To be more charitable to TFA, machine translation is a field where there aren't great alternatives and the downside is pretty limited. If something is in another language you don't read it at all. You can translate a bunch of documents and benchmark the result and demonstrate that the model doesn't completely change simple sentences. Another related area is OCR - there are sometimes mistakes, but it's tractable to create a model and verify it's mostly correct.
LLMs being applied to everything under the sun feels like we're solving problems that have other solutions, and the answers aren't necessarily correct or accurate. I don't need a dubiously accurate summary of an article in English, I can read and comprehend it just fine. The downside is real and the utility is limited.
There's an older tradition of rule-based machine translation. In these methods, someone really does understand exactly what the program does, in a detailed way; it's designed like other programs, according to someone's explicit understanding. There's still active research in this field; I have a friend who's very deep into it.
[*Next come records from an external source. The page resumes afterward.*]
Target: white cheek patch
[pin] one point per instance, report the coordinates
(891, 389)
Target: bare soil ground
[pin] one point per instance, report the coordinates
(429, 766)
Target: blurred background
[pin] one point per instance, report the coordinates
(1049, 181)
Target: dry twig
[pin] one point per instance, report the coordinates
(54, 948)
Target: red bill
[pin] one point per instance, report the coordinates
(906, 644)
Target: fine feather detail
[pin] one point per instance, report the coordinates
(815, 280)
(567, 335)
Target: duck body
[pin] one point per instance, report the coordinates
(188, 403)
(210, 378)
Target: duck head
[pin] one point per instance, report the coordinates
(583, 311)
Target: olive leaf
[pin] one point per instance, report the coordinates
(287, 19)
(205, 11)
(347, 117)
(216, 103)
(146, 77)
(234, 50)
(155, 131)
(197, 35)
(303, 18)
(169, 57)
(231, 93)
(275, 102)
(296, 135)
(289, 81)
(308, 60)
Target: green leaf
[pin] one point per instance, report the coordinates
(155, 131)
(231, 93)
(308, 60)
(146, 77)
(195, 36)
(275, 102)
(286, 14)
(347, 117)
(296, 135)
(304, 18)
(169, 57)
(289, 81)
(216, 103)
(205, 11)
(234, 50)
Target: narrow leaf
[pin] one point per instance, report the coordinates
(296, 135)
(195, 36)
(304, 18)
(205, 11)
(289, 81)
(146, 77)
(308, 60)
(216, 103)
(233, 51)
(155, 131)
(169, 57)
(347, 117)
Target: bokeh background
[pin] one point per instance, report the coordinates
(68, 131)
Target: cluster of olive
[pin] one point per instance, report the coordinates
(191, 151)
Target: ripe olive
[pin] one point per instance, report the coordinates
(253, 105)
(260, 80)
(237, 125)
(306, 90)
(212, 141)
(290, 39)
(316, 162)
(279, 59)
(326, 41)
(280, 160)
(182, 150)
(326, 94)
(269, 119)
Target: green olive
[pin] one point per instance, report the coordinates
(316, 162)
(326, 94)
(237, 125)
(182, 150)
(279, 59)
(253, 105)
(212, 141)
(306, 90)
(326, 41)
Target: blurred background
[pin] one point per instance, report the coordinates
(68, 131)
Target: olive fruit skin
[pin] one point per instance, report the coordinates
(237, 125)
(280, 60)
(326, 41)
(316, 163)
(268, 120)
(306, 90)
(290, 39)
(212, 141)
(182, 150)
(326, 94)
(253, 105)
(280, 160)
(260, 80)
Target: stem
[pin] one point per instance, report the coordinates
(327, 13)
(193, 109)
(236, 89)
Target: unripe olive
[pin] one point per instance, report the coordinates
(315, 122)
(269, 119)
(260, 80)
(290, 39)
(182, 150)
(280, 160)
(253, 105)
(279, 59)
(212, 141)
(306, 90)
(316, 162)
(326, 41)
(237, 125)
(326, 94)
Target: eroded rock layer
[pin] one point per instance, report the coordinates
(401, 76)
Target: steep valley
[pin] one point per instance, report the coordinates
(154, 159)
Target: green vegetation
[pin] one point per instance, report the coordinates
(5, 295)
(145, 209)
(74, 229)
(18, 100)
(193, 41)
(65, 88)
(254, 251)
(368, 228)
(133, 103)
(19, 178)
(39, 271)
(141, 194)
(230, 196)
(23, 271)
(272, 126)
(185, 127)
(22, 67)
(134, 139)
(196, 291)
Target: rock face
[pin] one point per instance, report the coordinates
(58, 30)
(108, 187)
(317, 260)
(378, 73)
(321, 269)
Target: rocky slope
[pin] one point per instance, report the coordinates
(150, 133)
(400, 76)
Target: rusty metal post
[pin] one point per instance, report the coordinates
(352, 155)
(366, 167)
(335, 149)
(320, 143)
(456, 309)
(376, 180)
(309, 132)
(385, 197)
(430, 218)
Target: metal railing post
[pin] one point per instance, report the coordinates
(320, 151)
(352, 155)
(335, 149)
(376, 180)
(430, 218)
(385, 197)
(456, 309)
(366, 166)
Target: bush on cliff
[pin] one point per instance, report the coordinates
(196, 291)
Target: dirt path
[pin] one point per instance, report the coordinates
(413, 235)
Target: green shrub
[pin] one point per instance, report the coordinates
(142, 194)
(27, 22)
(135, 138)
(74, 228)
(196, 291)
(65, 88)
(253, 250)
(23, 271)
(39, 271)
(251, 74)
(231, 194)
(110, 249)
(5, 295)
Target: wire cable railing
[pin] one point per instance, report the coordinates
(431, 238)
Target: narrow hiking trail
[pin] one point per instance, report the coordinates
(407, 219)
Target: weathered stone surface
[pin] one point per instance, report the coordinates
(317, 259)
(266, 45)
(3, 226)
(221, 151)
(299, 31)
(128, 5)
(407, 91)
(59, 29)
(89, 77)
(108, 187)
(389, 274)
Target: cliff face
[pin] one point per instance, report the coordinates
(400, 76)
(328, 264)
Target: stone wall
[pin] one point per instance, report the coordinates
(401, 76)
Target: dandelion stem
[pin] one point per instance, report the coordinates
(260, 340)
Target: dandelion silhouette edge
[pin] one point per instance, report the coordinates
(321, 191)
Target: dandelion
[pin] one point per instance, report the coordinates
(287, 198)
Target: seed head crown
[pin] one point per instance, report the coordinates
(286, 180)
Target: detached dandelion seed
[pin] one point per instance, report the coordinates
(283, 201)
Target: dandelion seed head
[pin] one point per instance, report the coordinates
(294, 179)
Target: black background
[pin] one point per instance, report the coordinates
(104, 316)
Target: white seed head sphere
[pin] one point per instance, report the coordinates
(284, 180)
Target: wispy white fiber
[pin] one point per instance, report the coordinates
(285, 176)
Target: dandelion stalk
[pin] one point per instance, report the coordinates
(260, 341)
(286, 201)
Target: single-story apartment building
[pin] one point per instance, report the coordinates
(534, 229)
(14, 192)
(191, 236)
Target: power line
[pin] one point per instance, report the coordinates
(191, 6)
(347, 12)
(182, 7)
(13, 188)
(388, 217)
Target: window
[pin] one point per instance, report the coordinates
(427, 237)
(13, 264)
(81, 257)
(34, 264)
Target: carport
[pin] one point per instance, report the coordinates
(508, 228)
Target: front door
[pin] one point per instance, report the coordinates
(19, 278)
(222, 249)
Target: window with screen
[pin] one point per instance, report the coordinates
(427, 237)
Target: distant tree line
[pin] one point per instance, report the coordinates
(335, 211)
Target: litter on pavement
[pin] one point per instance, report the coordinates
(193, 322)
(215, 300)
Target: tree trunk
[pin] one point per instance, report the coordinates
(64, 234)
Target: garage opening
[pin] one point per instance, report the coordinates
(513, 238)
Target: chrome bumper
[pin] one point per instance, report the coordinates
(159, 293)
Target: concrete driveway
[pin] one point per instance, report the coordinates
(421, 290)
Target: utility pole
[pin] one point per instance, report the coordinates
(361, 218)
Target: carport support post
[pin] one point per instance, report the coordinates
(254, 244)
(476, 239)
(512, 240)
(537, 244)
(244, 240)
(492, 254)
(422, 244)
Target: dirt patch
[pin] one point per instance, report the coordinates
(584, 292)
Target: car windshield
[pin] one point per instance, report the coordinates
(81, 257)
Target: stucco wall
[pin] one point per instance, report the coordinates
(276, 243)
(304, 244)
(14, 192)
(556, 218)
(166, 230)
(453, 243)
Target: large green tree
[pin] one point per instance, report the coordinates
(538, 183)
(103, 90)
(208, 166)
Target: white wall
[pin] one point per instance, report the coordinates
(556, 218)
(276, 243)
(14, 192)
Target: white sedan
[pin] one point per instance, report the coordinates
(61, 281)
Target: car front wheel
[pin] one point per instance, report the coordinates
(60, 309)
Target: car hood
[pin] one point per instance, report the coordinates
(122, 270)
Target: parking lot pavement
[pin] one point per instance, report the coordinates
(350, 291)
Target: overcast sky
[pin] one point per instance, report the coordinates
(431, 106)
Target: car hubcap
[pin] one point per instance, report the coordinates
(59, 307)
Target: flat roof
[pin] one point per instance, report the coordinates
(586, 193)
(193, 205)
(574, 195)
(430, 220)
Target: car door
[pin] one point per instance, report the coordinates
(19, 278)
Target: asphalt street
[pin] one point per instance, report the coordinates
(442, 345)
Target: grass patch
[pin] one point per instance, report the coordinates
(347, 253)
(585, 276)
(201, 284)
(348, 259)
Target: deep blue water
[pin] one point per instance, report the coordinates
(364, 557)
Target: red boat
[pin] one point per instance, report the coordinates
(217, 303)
The trouble is that statistical MT (the things that became neural net MT) started achieving better quality metrics than rule-based MT sometime around 2008 or 2010 (if I remember correctly), and the distance between them has widened since then. Rule-based systems have gotten a little better each year, while statistical systems have gotten a lot better each year, and are also now receiving correspondingly much more investment.
The statistical systems are especially good at using context to disambiguate linguistic ambiguities. When a word has multiple meanings, human beings guess which one is relevant from overall context (merging evidence upwards and downwards from multiple layers within the language understanding process!). Statistical MT systems seem to do something somewhat similar. Much as human beings don't even perceive how we knew which meaning was relevant (but we usually guessed the right one without even thinking about it), these systems usually also guess the right one using highly contextual evidence.
Linguistic example sentences like "time flies like an arrow" (my linguistics professor suggested "I can't wait for her to take me here") are formally susceptible of many different interpretations, each of which can be considered correct, but when we see or hear such sentences within a larger context, we somehow tend to know which interpretation is most relevant and so most plausible. We might never be able to replicate some of that with consciously-engineered rulesets!
It's bitter for me because I like looking at how things work under the hood and that's much less satisfying when it's "a bunch of stats and linear algebra that just happens to work"
> There's an older tradition of rule-based machine translation. In these methods, someone really does understand exactly what the program does, in a detailed way
I would softly disagree with this. Technically, we also understand exactly what a LLM does, we can analyze every instruction that is executed. Nothing is hidden from us. We don't always know what the outcome will be; but, we also don't always know what the outcome will be in rule-based models, if we make the chain of logic too deep to reliably predict. There is a difference, but it is on a spectrum. In other words, explicit code may help but it does not guarantee understanding, because nothing does and nothing can.
LLMs are great because of exactly that: they solve things that have no other solutions.
(And also things that have other solutions, but where "find and apply that other solution" has way more overhead than "just ask an LLM".)
There is no deterministic way to "summarize this research paper, then evaluate whether the findings are relevant and significant for this thing I'm doing right now", or "crawl this poorly documented codebase, tell me what this module does". And the alternative is sinking your own time in it - while you could be doing something more important or more fun.
and demonstrate that the model doesn't completely change simple sentences
A nefarious model would work that way though. The owner wouldn't want it to be obvious. It'd only change the meaning of some sentences some of the time, but enough to nudge the user's understanding of the translated text to something that the model owner wants.
For example, imagine a model that detects the sentiment of text about Russian military action, and automatically translates it to something a more positive if it's especially negative, but only 20% of the time (maybe ramping up as the model ages). A user wouldn't know, and a someone testing the model for accuracy might assume it's just a poor translation. If such a model became popular it could easily shift the perception of the public a few percent in the owner's preferred direction. That'd be plenty to change world politics.
Likewise for a model translating contracts, or laws, or anything else where the language is complex and requires knowledge of both the language and the domain. Imagine a Chinese model that detects someone trying to translate a contract from Chinese to English, and deliberately modifies any clause about data privacy to change it to be more acceptable. That might be paranoia on my part, but it's entirely possible on a technical level.
That's not a technical problem though is it? I don't see legal scenarios where unverified machine translation is acceptable - you need to get a certified translator to sign off on any translations and I also don't see how changing that would be a good thing.
I think the point here is that, while such a translation wouldn't be admissible in court, many of us already used machine translation to read some legal agreement in a language we don't know.
LLMs being applied to everything under the sun feels like we're solving problems that have other solutions, and the answers aren't necessarily correct or accurate. I don't need a dubiously accurate summary of an article in English, I can read and comprehend it just fine. The downside is real and the utility is limited.